Delta 4-Heavy rocket takes off from California's Vandenberg Air Force Base Associated Press

An unmanned 235-foot-tall Delta 4-Heavy rocket blasted off from Vandenberg Air Force Base Thursday afternoon with a secret satellite on a mission for the U.S. National Reconnaissance Office. (The NRO operates satellites that provide information to the Central Intelligence Agency and Department of Defense.)

The military isn't saying more about the satellite - known only as NROL - but the launch constituted the use of the most powerful rocket in America's space arsenal to ever lift off from the west coast. Jeffrey Richelson, an expert on space reconnaissance with the National Security Archive, told CNN that he believed the mission was designed to generate "high-resolution imagery of military and terrorist facilities around the world."

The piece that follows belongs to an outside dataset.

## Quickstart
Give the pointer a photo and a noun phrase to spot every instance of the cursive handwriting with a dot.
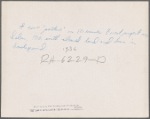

Prior to the liftoff Air Force launch director Lt. Col. Brady Hauboldt described the event as a "significant milestone in our nation's space capability. We've really restored a national capability for heavy lift on the Western Range, something we have not had since the last of the Titan 4Bs flew out of Vandenberg. This extends our ability to cost effectively deliver payloads of all sizes and compliments."

The Delta 4-Heavy rocket can carry payloads of up to 24 tons into low-Earth orbit. The current crop of medium-to-heavy launch Delta vehicles became operational in 2002. They are produced by a joint business operated by Boeing and Lockheed Martin called the United Launch Alliance.